We use blown-in cellulose for most of our insulation jobs. Blown-in cellulose is safer to you as well as the environment, and more effective and energy-efficient than nearly any other product on the market and the fantastic part is that the Cellulose Pacific Insulation uses is made from recycled materials right here in Spokane WA at Thermoguard Insulation right off I-90 at the Sprague exit.

Cellulose fills walls and ceilings and stops air infiltration better

The fibers of cellulose insulation are much finer than fiberglass. When cellulose is blown or dense-packed into your walls and ceilings, it takes on almost liquid-like properties that let it flow into cavities and around obstructions to completely fill walls and seal every crack and seam.

Cellulose is composed of 75-85% recycled paper fiber, usually post-consumer waste newsprint. The other 15% is a fire retardant such as boric acid or ammonium sulphate. Cellulose has the highest recycled content of any insulation available.

Make sure that the machine being used is rated for dense pack


There are certain easy jobs out there that the DIY or handyman can tackle by renting the equipment and taking on the job themselves but dense pack isn’t one of them.
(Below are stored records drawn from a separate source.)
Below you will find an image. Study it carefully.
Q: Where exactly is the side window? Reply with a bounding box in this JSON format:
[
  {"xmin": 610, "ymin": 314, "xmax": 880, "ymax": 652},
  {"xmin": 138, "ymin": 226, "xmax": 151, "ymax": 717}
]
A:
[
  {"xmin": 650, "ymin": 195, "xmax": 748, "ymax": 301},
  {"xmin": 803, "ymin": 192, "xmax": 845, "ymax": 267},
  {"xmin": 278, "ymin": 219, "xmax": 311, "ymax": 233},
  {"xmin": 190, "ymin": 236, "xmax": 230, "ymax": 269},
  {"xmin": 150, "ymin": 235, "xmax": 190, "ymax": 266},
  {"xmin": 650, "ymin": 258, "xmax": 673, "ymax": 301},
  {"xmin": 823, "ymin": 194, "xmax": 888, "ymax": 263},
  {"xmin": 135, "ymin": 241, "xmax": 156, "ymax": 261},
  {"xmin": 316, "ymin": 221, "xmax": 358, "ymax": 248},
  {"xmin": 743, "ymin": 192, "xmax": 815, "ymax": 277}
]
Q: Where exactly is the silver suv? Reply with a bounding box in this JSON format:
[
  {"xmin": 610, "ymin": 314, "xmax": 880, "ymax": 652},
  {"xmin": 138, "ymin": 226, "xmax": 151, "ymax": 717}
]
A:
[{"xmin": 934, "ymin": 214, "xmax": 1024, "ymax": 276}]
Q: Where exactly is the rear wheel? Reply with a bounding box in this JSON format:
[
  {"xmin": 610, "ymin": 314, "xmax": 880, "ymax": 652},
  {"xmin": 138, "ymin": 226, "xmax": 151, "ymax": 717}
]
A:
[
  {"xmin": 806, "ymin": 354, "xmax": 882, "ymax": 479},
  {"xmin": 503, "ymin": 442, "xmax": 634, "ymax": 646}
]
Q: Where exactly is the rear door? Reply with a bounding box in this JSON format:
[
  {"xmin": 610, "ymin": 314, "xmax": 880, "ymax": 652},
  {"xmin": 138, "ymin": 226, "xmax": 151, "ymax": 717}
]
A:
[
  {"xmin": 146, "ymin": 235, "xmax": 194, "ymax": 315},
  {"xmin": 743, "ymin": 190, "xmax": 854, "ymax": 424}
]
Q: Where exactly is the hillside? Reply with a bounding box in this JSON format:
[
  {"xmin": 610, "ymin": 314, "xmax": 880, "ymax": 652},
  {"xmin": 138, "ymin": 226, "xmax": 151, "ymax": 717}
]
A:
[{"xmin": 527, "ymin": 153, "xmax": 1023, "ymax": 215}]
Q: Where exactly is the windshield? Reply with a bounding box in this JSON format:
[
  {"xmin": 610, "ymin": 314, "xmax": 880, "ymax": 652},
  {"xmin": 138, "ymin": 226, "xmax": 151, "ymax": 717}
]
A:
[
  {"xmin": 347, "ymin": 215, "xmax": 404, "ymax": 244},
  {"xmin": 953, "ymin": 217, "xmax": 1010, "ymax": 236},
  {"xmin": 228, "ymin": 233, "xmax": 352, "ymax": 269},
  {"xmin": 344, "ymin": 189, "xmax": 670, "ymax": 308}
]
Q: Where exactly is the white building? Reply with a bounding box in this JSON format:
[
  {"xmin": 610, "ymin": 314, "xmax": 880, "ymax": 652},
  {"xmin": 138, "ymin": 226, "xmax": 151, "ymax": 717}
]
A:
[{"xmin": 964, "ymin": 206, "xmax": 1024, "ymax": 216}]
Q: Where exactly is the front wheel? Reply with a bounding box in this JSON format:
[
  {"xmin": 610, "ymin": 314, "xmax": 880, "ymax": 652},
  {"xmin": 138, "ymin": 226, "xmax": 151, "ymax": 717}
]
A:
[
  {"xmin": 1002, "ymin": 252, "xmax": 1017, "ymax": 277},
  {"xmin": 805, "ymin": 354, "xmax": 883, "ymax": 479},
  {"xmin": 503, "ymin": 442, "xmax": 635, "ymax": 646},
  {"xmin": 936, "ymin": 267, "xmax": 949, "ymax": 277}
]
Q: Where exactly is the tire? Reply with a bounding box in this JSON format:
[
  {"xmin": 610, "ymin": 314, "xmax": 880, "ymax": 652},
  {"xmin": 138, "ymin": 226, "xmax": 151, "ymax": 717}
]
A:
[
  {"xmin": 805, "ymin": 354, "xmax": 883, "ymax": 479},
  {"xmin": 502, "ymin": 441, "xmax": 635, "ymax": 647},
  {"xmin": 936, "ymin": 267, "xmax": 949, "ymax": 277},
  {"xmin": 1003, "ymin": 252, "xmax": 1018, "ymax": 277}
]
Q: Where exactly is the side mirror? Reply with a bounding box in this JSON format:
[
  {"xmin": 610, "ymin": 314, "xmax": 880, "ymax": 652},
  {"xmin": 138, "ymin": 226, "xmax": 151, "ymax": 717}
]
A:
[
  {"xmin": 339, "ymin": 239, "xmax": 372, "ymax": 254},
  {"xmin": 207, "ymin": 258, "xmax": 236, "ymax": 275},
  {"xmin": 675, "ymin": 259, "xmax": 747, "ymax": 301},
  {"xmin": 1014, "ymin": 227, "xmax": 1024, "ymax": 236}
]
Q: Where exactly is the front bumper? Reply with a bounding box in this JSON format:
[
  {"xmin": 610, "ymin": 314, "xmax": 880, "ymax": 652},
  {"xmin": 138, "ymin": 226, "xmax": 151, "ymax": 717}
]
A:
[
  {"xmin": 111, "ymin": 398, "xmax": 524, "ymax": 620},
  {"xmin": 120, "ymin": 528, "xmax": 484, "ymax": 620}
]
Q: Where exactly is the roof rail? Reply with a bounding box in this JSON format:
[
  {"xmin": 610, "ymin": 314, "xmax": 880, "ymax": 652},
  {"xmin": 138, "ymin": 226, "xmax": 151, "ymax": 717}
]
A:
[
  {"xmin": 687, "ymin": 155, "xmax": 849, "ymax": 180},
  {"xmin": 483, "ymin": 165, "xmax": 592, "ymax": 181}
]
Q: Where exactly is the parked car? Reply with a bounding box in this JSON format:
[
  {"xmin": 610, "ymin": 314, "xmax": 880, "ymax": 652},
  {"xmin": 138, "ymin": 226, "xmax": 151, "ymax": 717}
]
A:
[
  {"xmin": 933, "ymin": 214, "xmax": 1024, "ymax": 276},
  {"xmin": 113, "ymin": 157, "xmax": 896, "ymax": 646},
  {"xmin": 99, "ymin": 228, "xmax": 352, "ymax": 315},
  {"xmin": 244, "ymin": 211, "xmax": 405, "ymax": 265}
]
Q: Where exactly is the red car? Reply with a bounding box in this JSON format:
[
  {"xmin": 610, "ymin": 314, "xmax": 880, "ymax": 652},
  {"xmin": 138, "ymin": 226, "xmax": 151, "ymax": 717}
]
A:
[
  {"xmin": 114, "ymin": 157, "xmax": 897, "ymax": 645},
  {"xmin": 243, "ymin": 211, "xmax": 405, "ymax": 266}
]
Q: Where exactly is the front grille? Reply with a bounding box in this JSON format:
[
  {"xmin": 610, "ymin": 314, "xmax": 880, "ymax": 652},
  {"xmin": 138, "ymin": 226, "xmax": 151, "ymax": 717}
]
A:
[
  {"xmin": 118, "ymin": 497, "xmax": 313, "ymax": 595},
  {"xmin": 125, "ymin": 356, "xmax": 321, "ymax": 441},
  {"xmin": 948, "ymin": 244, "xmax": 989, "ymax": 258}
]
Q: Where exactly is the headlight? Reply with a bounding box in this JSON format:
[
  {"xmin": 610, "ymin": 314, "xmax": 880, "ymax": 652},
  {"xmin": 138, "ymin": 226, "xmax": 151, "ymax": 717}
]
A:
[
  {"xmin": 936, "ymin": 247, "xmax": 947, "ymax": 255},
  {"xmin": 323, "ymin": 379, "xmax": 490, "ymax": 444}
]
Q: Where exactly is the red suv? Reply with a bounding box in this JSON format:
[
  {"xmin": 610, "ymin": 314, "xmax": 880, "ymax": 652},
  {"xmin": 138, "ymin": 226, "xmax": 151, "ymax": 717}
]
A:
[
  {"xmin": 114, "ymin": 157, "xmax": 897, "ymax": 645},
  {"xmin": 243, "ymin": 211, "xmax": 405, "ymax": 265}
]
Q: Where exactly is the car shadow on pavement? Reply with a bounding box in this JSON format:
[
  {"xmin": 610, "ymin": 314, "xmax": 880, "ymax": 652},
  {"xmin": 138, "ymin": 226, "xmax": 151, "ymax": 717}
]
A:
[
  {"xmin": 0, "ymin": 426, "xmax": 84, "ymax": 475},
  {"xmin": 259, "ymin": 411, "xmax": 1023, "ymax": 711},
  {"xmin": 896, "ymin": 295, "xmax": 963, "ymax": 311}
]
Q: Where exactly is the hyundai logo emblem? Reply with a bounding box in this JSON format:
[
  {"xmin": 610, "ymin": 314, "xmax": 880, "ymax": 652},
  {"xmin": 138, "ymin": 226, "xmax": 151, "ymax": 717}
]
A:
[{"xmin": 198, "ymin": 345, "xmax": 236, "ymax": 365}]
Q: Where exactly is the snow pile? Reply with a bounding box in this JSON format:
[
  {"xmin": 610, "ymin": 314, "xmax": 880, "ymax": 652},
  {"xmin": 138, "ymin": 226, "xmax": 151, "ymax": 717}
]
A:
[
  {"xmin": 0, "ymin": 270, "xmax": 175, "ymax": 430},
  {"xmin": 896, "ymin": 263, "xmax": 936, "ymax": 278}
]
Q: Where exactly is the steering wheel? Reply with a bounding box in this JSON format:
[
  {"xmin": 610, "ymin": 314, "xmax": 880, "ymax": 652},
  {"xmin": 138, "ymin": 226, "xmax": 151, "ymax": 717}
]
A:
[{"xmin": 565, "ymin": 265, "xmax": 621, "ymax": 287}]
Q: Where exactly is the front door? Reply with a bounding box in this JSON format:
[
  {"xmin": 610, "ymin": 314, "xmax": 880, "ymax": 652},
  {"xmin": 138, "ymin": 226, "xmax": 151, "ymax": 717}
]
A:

To do the job right and insure that the material doesn’t settle careful consideration must be paid to the initial install and the PSI of the blower.

Dry cellulose is used in retrofitting old homes by blowing the cellulose into holes drilled into the tops of the walls. It can also be blown into a new wall construction by using temporary retainers or netting that is clamped in place then removed once the cellulose has reached the appropriate density. This form of application does settle as much as 20% but the stated R-value of the cellulose is accurate after settling occurs. In addition, a dense-pack option can be used to reduce settling and further minimize air gaps. Dense-pack places pressure on the cavity, and should be done by an experienced installer. The home performance industry and its accrediting bodies support the dense-pack standard of insulating wall cavities, which does not settle. This method stops the stack effect and convective loops in wall cavities.